Thrings solicitors importance of making a will

Thinking about when we die, and what happens afterwards, is understandably never high on our to do lists and that’s why so many of us put off making a Will.

In fact, figures show that only around a third of us have a made a Will and of these Wills a number were probably prepared a long time ago meaning they are very likely to be out of date.

Dying intestate – having no Will– means your wealth is divided equally among your closest relatives and not necessarily in line with your wishes. Equally an old, out of date, Will may not represent your current wishes. Both situations can cause a great deal of upset and even disputes on your death.

We have been reminded again of the importance to Respect (!) the importance of Will making following news in the US that rather than dying intestate, singer Aretha Franklin left handwritten notes setting out her plans for her millions, which last night were determined to be a valid Will.

When the intensely private Queen of Soul died aged 76 in August 2018, it was believed she had left no professionally drawn up Will for her estate meaning her assets – including homes, cars, furs and jewellery worth over £6M – were to be equally split among her four sons.

However, relatives claimed that they have found handwritten Wills in a locked cabinet and under the sofa that seem to set out her wishes when she died. The dispute between her sons about those documents culminated in a US court case, where a Jury was asked to determine the validity of those Wills and which of the two was the more recent. After only an hour’s debate, the Jury decided last night that the handwritten note found in her sofa was her valid Will, resolving five years of costly and emotional litigation and resulting in a redistribution of her wealth among her wider family. You would have thought that an important document like a Will would not have been stored by Aretha down the back of her sofa! However, that does not impact its validity, and shows the importance of a thorough search of an individual’s house on death to check for any Will hidden amongst papers or otherwise.

So how can you avoid upset, or a dispute after your death?

If a valid Will is not in place, the intestacy rules dictate what happens to your estate when you die. While these rules attempt to ensure a balanced distribution of wealth between a person’s closest surviving relatives, experience often tells a different story. This strict allocation of assets, in line with the rules, can cause upset, distress and disputes between those left behind, as the division of an estate in this way is arbitrary and takes no account of the deceased’s person’s wishes. Similar can happen if you leave a Will prepared many years ago that does not represent your current wishes, or if you make a later Will without validly revoking, or destroying, any earlier versions – in that scenario, your family could end up like the Franklin family arguing over which was your latest and valid Will.

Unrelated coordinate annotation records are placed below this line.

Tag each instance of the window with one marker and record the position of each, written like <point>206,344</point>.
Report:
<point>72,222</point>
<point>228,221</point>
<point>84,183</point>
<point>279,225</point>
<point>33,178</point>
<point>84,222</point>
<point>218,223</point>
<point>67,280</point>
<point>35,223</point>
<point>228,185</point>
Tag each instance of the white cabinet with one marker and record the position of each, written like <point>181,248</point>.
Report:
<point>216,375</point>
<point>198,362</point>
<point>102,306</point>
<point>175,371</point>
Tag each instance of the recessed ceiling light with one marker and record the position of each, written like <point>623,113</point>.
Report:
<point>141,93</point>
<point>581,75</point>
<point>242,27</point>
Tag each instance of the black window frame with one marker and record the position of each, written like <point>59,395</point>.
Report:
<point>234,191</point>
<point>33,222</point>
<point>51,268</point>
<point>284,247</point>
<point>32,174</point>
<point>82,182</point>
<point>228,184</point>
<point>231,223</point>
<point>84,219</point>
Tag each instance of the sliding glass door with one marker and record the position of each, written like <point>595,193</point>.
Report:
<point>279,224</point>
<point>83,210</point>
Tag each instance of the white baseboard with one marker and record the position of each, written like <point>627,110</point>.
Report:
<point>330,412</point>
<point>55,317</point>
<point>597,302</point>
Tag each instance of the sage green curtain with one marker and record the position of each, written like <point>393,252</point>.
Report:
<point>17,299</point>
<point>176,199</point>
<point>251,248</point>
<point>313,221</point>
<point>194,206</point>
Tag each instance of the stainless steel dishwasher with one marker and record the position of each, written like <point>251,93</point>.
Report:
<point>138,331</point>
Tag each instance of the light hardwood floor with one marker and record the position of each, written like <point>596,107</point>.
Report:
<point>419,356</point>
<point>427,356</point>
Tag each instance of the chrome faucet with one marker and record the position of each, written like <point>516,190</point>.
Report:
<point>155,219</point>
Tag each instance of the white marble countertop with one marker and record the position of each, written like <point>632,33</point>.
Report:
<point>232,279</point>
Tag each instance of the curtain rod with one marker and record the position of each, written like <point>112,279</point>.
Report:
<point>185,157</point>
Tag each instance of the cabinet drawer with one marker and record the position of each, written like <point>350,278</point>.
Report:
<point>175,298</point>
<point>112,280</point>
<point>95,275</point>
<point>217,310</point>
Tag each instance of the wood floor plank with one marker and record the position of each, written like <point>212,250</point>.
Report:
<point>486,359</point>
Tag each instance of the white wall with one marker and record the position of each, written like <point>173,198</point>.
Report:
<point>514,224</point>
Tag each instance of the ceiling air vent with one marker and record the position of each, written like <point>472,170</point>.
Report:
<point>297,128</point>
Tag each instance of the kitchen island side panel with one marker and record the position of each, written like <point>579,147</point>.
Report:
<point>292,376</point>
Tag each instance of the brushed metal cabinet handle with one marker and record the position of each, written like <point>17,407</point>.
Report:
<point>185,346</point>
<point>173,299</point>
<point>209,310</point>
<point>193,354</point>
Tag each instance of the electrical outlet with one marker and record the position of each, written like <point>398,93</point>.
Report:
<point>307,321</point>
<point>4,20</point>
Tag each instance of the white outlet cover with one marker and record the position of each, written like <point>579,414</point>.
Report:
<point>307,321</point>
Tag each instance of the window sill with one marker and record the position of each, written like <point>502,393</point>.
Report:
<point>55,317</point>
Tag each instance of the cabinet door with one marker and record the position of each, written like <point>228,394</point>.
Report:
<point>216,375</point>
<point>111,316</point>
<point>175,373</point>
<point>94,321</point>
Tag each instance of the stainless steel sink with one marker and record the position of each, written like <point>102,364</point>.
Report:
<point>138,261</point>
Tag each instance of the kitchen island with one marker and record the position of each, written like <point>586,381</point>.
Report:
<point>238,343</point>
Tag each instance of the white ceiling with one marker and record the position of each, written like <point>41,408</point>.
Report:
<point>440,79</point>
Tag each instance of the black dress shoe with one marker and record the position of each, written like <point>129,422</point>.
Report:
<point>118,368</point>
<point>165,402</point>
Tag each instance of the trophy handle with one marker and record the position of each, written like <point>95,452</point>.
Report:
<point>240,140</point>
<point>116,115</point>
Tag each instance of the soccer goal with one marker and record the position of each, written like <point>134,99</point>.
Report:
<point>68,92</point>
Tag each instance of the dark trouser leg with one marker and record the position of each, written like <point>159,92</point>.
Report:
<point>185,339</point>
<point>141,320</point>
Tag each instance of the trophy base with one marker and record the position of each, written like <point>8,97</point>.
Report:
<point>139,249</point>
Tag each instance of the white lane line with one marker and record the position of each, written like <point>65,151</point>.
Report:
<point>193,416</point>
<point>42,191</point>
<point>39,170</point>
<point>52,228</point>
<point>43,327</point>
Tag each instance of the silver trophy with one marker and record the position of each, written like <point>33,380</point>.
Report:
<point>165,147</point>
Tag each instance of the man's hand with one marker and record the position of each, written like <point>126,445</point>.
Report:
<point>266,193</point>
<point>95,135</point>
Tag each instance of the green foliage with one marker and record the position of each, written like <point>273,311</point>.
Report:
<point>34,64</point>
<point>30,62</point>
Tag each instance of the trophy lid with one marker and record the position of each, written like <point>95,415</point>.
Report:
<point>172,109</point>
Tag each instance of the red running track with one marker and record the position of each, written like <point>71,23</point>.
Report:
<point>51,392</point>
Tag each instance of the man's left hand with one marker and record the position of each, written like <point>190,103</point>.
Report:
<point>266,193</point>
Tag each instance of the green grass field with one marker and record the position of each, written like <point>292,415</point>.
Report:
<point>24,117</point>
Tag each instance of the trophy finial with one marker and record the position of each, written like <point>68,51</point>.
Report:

Along with the obvious benefit of recording your wishes as to how your assets are to be divided on your death, there are other benefits to having an up-to-date Will. These include allowing you to appoint guardians for your children, choosing individuals you trust to deal with your affairs and the ability to set up trusts of your assets, if appropriate.

Is my Will valid?

There are certain formalities which have to be complied with in order for a Will to be recognised as a legal document.

You can of course make your own Will, but for it to be binding it would need to be signed by two independent witnesses and you must make sure it validly revokes any earlier wills to avoid later disputes. Speaking to a legal adviser to ensure you’ve taken the necessary steps, and considered all the possibilities, is always advisable.